Silence and strife 3:17: This piece begins with creating a soundscape from the forests of northern Kerala in Wayanad. The sounds have been assembled from numerous recording of crickets, katydid, dozens of tree frogs and other calls during nights in the monsoon. The melodious call in the higher register is a Malabar whistling thrush known for its painfully sweet and pure call that finds its way through mist fog and rain to grace the land. The lower register call is a brown fish owl, the keeper of the streams and the riparian ancients, who makes sure we behave well in its sanctum. Other sounds found in the soundscape include chainsaws, forests fires, trees falling, and dissonant swathes of sound from the keyboard. This scape wishes to somatically portray the emptiness and loss of the life in the desolation of a land. The silent screams that we never acknowledge, for the simple fact that we are unable to listen.

Another element of interpreting sonification is the assembling of sounds on top of each other to night a story, how different pockets can coalesce to create an experience larger than the sum of the aggregates. Thus this scape focuses not on where sound is produced but more on how these distinct characters interplay and the role of the listener in the face of a small world. A play of a surrounding that is both dynamic in its conversation and visceral in its intimacy. By assembling this world one is assembling a story, making the individual parts as one bound environment.

Time hoax 24sec:

Every sec is a representative of an hour; thus the clip is the day in the life of the earth. In this sonification is taken as its most technical representation, the portrayal of data through sound.

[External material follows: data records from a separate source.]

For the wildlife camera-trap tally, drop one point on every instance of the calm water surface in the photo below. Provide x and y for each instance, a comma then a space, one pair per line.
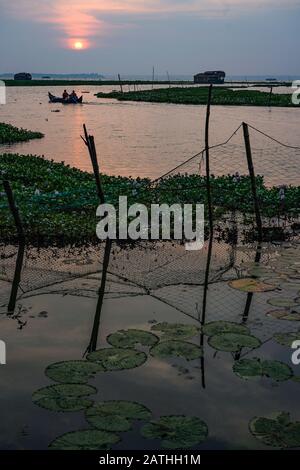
145, 139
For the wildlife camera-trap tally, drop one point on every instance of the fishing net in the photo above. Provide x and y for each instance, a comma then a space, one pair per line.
182, 279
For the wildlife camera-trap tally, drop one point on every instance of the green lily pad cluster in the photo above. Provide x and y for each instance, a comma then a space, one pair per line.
64, 397
177, 432
10, 134
252, 368
132, 338
116, 416
276, 431
230, 337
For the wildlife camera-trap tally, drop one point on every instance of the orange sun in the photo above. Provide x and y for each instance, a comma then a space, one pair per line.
78, 45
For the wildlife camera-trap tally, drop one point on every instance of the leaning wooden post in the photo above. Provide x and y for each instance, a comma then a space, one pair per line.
253, 180
121, 86
90, 143
208, 185
20, 257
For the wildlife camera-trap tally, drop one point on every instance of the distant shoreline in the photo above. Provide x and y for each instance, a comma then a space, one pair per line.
66, 82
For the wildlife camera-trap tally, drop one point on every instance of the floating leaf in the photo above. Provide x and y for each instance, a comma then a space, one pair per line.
73, 372
284, 315
233, 342
66, 397
283, 302
165, 349
218, 327
286, 339
177, 432
177, 331
85, 440
248, 368
276, 431
116, 415
132, 338
251, 285
117, 358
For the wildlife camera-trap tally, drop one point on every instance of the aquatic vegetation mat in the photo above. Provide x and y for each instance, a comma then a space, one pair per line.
132, 338
276, 431
73, 372
177, 432
116, 416
85, 440
172, 348
176, 331
287, 339
251, 285
284, 315
251, 368
233, 342
117, 359
219, 327
65, 398
10, 134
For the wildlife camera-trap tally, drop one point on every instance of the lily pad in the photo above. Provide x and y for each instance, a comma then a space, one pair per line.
89, 439
172, 348
73, 372
64, 397
284, 315
233, 342
276, 431
177, 432
286, 339
177, 331
117, 358
249, 368
251, 285
116, 415
283, 302
132, 338
219, 327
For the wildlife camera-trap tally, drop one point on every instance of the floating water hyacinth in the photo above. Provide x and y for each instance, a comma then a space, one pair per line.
251, 285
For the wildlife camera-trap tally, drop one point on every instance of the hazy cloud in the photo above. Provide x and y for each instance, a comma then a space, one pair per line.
82, 18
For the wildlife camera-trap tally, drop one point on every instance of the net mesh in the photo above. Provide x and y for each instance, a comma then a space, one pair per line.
165, 270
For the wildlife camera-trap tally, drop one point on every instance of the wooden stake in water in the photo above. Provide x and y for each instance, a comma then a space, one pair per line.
208, 185
121, 86
253, 180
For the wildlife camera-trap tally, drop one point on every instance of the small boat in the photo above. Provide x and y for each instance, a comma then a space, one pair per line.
70, 100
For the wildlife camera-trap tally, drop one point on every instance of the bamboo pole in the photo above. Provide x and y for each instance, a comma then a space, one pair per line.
208, 185
253, 180
90, 143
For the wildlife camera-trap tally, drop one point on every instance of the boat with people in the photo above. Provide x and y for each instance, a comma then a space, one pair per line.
69, 100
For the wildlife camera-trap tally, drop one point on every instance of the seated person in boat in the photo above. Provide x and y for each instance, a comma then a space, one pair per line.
73, 95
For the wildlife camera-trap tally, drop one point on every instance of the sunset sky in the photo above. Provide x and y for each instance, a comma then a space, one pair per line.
253, 37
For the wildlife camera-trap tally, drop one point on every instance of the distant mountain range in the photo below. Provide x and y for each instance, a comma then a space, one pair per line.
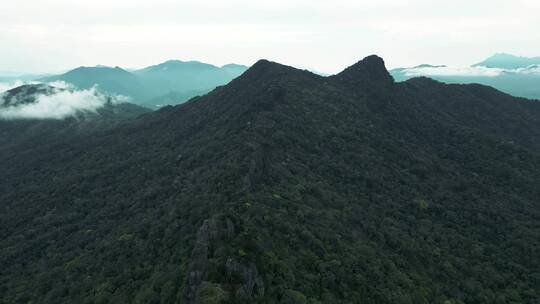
518, 76
171, 82
282, 186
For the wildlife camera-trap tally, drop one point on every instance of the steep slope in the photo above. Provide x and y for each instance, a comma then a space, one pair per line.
284, 187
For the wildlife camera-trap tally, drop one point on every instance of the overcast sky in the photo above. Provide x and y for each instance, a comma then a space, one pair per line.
55, 35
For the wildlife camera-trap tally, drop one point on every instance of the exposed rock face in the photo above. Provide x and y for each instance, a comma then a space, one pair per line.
212, 235
253, 284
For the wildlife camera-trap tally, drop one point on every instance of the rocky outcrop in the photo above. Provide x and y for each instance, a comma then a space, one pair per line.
241, 279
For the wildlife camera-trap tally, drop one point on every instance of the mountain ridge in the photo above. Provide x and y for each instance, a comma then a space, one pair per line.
285, 186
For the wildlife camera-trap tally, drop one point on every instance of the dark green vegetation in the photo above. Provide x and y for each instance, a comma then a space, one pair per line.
171, 82
521, 75
284, 187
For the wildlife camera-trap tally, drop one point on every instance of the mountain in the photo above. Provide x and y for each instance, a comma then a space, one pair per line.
284, 186
112, 80
517, 76
508, 61
171, 82
30, 115
184, 79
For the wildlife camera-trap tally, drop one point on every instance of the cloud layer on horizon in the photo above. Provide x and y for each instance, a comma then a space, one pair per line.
476, 71
63, 103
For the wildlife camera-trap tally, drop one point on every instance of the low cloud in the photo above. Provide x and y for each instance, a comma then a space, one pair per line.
62, 103
477, 71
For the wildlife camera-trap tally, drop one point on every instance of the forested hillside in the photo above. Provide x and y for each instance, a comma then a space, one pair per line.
284, 187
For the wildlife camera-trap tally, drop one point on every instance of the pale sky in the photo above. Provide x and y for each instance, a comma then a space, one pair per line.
56, 35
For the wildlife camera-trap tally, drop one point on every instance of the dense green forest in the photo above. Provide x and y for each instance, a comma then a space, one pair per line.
282, 187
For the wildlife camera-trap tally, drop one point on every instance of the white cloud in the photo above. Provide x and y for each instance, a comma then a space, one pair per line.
478, 71
6, 86
453, 71
60, 105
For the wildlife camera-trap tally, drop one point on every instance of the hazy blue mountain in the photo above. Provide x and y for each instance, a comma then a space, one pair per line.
171, 82
186, 77
508, 61
112, 80
518, 76
283, 187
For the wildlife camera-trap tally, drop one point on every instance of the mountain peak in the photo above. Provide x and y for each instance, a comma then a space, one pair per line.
371, 70
508, 61
266, 68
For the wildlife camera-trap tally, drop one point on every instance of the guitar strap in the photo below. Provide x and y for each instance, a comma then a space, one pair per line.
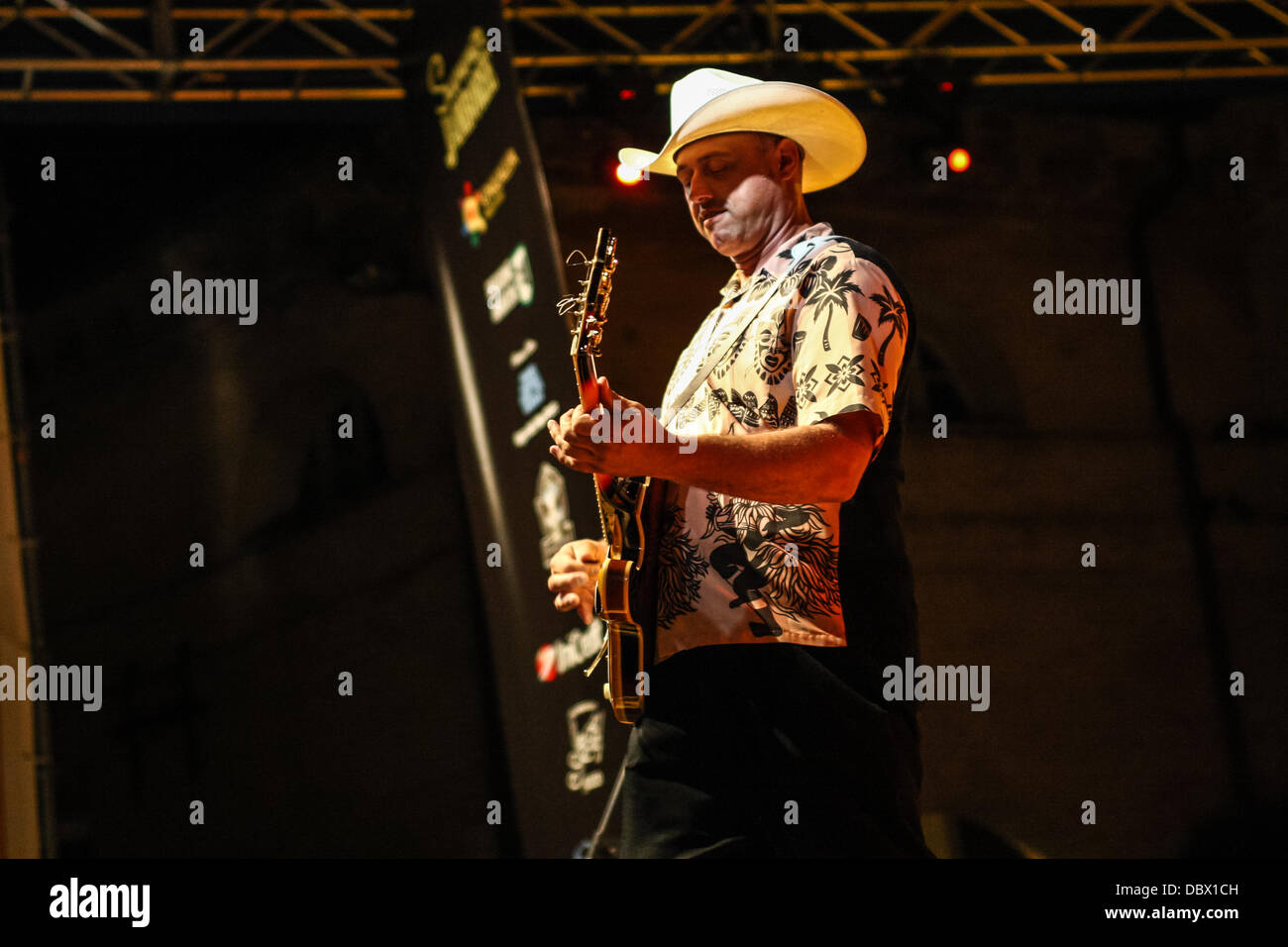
712, 360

For this piece the rate of destruction of different parts of the ecocide was taken and represented them as beats per second as a rhythmical equation.

These rates include:

Number of elephants killed every hour: 1.2

Number of species extinct every hour: 415

Number of acres of forest every second: 4

Amount of glaciers disappearing in Alaska every hour: 0.2km3

Each has a distinctive sound and tempo and together they form the composition of what living in today’s world looks like for so many.

The scape hopes to touch on the insanity of time and its pace, and the profound fear and loneliness we face knowing that the world is filled with nothing but our emptiness and folly.